Recently I realized that when I think of balance, I think an even split among all parts. So if there are two parts, it would be a 50/50 split. This seems reasonable – if I think of a scale, also known as a balance, it means there is equal weight on both sides. A teeter-totter can be balanced with equal weight. Even the concept of a center of gravity requires an even distribution of mass – 50% above, 50% below or 50% to the left and 50% to the right.
Without realizing the assumption I’ve made I’ve taken this idea of balance as 50/50 into my life. I’m not sure it’s working so well.
A common term lately is ‘work-life’ balance. Does that mean we’re supposed to be at work 50% of the time and at life the other 50%. That sort of makes sense even. Given there are 24 hours in a day, we roughly have an eight hour work day, roughly eight hours of sleep, leaving 8 hours for life. Not scientific by any means, but it has a point.
Balance in the sense of 50/50 also implies other combinations are possible, such as 60/40 or 30/70, which by the accounting might indicate something is out-of-balance when in fact it may be perfect. This out-of-balance also implies that one side has a gain while the other side has a loss. Not a very fruitful strategy in the long-run.
The word that has resonated lately as I’ve sat with this new realization of balance – is alignment. Alignment doesn’t imply any proportions and yet it seems far more suitable, and even relevant to so many more situations.
In terms of relationships, something I heard recently was about what each partner needs to bring to the relationship. It’s not that each partner brings 50% to create 100; it’s that each partner brings 100%. This is much more about aligning together than it is about balance. After all, balance is rarely going to occur anyway. One person is going to be physically stronger than the other, one person is probably better cook than the other. It probably wouldn’t be much fun if we were balanced. And certainly we don’t want a balance of masculine and feminine – there’s no polarity and no spark then.
Which brings me to a similar topic I’ve read recently. The idea of rebalancing the masculine and feminine again, that they are out of balance. I certainly agree that they are not in a good relationship now, but I don’t believe balance is what we want. We want alignment. We want the masculine to realign itself with its gold and light. We want the feminine to realign itself with its gold and light. And we want the masculine and feminine to realign themselves in relationship to each other.
David Whyte also writes about this in ‘The Three Marriages: Reimagining Work, Self, and Relationship.’ He writes, ‘Each of the three marriages is nonnegotiable. They cannot be “balanced” again one another – a little taken from this and little given to that – except at their very peripheries. To “balance” work with relationship and with the self means we only work harder in each marriage, while actually weakening each of them by separating them from one another. Each of the marriages represents a core conversation with life that seems necessary for almost all human beings and none of the marriages can be weakened or given up without a severe sense of internal damage.”

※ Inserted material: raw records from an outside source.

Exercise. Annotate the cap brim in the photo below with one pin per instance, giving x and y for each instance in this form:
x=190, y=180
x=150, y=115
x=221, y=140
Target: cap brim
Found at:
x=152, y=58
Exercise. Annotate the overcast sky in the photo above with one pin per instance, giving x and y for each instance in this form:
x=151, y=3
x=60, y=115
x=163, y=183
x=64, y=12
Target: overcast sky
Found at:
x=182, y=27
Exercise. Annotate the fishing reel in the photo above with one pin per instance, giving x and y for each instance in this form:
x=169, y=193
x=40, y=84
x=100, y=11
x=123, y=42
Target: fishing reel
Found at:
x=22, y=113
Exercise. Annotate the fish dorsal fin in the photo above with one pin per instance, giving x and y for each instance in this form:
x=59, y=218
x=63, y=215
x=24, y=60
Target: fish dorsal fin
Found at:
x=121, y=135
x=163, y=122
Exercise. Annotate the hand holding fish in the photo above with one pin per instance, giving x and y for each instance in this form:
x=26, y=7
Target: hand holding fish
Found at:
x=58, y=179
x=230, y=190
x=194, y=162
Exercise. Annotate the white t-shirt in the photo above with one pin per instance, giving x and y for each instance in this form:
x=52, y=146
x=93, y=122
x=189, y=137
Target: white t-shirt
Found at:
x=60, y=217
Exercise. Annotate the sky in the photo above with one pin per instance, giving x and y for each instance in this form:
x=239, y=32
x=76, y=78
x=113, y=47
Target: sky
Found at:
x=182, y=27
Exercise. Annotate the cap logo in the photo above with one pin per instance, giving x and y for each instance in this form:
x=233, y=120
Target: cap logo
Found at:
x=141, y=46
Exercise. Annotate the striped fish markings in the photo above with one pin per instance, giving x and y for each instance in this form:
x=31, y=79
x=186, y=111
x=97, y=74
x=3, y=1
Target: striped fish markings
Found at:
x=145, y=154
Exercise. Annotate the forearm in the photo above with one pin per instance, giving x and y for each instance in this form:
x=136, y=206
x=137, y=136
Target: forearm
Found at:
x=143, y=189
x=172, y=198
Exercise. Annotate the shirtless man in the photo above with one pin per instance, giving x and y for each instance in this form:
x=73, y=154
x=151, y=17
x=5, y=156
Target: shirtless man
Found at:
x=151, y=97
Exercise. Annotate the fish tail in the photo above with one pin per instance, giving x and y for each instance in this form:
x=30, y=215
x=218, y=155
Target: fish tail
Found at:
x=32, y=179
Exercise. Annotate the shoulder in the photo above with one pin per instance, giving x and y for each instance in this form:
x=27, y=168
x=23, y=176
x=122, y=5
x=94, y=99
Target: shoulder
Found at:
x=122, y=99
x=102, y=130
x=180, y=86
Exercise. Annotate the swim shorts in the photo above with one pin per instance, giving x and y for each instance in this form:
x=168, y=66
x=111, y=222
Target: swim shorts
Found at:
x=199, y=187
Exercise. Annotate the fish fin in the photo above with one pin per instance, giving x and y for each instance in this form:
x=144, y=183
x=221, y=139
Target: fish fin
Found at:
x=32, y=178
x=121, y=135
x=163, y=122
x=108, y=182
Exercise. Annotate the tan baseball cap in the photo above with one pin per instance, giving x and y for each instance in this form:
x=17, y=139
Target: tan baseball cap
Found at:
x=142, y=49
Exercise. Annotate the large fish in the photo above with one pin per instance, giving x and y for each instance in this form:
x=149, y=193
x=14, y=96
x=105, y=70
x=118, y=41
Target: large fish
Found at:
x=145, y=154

Whyte adds a critical piece of alignment, which is that for two (or more) things to align means they depend on each other in some way, that ‘internal damage.’ He goes on to talk about “the conversation between the marriages – the marriage of the marriages.” Again reinforcing the idea of interdependence among the components.
When each element of a system or a whole (and considering that each element itself is whole and a system unto itself) can be in alignment with itself and in a mutually supportive and reinforcing pattern with all the other elements, then you have alignment. Whyte again: “where each of the marriages can protect, embolden, and enliven the others and help keep us mutually honest, relevant, authentic, and alive.”
Picture a yogic posture, where each arm, each leg, the head, and the torso have a certain position to be in. They must all work together, each participating in the pose in its particular way and yet still supporting every other part.
Alignment is a good word, much better than balance. Balance just gets us in our head thinking about 50/50.
Alignment – that gets us moving in a good direction.